Making the playoffs is doubly important to the Washington Bullets this season. As reported previously, they have a first-round draft choice in the June 1988 college draft, but it will be either their own pick or that of the Philadelphia 76ers, whichever is lower.
The Bullets originally traded their pick for guard Tom Sewell on the day of the 1984 draft. The Bullets got a first-round pick back from Philadelphia when they acquired Moses Malone and Terry Catledge before the 1986 draft, with the stipulation that it be the lower of the two picks.
That means that, if the Bullets were to miss this season's playoffs, the 76ers would get the subsequent lottery pick. The only way that Washington could miss the playoffs and still end up in the lottery is if the 76ers miss out on postseason play as well.
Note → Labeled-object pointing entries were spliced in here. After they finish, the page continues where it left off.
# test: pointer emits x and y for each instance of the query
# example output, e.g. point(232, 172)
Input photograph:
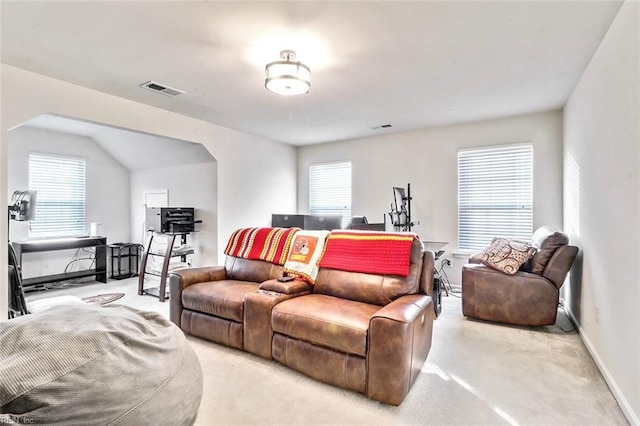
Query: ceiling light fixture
point(287, 77)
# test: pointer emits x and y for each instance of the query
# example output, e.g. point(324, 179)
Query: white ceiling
point(410, 64)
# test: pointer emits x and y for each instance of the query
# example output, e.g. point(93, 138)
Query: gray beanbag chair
point(86, 364)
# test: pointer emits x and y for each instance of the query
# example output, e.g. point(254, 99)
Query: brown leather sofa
point(365, 332)
point(529, 297)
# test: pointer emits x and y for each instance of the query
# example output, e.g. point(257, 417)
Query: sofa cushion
point(328, 321)
point(223, 298)
point(257, 271)
point(505, 255)
point(546, 240)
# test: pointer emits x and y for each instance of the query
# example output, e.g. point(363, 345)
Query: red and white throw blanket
point(385, 253)
point(269, 244)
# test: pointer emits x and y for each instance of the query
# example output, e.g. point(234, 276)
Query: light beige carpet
point(477, 373)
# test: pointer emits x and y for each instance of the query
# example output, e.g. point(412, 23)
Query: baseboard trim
point(631, 416)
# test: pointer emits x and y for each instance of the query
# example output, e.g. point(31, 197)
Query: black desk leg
point(101, 263)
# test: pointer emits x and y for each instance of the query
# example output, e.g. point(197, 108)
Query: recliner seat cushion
point(324, 320)
point(223, 298)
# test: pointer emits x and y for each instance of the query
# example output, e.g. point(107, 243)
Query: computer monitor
point(287, 220)
point(399, 199)
point(23, 205)
point(322, 222)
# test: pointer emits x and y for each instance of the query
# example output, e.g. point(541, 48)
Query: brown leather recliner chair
point(530, 296)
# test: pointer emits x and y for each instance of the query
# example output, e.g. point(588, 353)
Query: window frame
point(54, 203)
point(334, 210)
point(495, 193)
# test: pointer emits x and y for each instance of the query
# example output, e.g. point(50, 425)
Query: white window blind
point(330, 189)
point(60, 182)
point(495, 195)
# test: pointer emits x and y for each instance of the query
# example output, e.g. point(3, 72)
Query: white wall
point(107, 190)
point(602, 206)
point(256, 176)
point(427, 159)
point(193, 185)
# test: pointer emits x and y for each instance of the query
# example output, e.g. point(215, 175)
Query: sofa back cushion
point(546, 240)
point(256, 271)
point(376, 289)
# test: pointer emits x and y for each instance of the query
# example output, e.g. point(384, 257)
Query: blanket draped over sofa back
point(268, 244)
point(369, 252)
point(368, 287)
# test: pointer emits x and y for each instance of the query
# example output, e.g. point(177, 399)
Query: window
point(60, 182)
point(330, 189)
point(495, 195)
Given the fact that the Boston Celtics are the only Atlantic Division team above .500, that isn't as unlikely as it may seem . . .
The Miami Heat, given until today to sell 10,000 season tickets before being granted an expansion franchise, made it last week . . .
Earlier this month, the Houston Rockets put guard Andre Turner on the injured list for the five-game minimum with a punctured eardrum. They said the injury would keep him from flying with the team. That sounded plausible until someone checked the schedule and saw that, of the Rockets' next five games, four were at home and the fifth was at San Antonio, just a bus ride away.